Entre pares

"El Bronco" pierde los estribos

Pocas veces podría ajustarse tan bien un dicho coloquial al personaje aludido, como en los arrebatos que manifiesta en público el gobernador de NL al término de su errático primer año de mandato. Mientras tanto, con excepción del lisonjero alcalde de San Nicolás, la mayoría casi unánime de la clase política del estado se muestra altamente crítica de los decepcionantes resultados.

Es del todo paradójico que pierda los estribos un gobernante que ha moldeado para sí la viva imagen de un vaquero norteño “echado pa’ delante” y metido a la política por profilaxis, perfil de un jinete justiciero que a los corruptos persigue y a los políticos partidistas repudia, aunque en la realidad se ha visto pusilánime o haciéndose de la vista gorda.

Un Bronco, rudo y elemental, con tequila de marca propia y caballo Tornado como accesorios, que ya no puede reaccionar de otro modo a sus críticos más que con exabruptos, como advertir al jefe de la bancada opositora del PAN en el Congreso local que habrá de “ponerlo en su lugar”.

Las amenazas ni tan veladas corresponden a un estado de exasperación del gobernante que ve etiquetarse en la opinión pública, toda su gestión con un indeleble cobijagate, en alusión al fraude al erario por la compra a precio alzado de supuestas 200 mil cobijas (que nadie vio ni conserva registro oficial y fehaciente de ellas).

Su desesperación es concomitante a su desdén por las formas y su afición a la corrección de yerros al vapor que sólo los agravan. No prevé, ni él, ni su equipo, que la fatalidad política pudiera estar a la vuelta de sus tejes y manejes, y en un tris volver causa penal el manejo patrimonialista que hacen de la administración pública, donde hasta anuncian licitaciones una hora escasa antes de otorgarse.

Sin casi ningún soporte jurídico, de modo personalísimo, personajes de primer nivel de su administración, de la noche a la mañana, modifican cuestiones tan graves como sanciones impuestas sin fundar legalmente sus procederes y sus mudanzas de opinión.
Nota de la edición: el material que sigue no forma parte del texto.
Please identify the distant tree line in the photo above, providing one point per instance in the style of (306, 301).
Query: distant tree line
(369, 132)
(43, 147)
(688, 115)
Les da igual que con tan sólo anunciarlo como una “equivocación involuntaria”, una sanción de 7 mil pesos se transforme en otra de 274 mil, para luego venirse a encontrar de cara con la ley que el monto mínimo punitivo debió ser por lo menos de 60 millones de pesos.

Jaime Rodríguez inmerso en su mundo, pretendidamente ajeno a este entorno adverso hasta la patología, se proyecta en sus delirios políticos como candidato presidencial en las elecciones federales del 2018. Para merecerlo se palomea como de costumbre con su ábaco personal que comprime seis años a uno: “Ya cumplí 23 de 27 compromisos… Por eso puedo decir que cumplí y me voy”.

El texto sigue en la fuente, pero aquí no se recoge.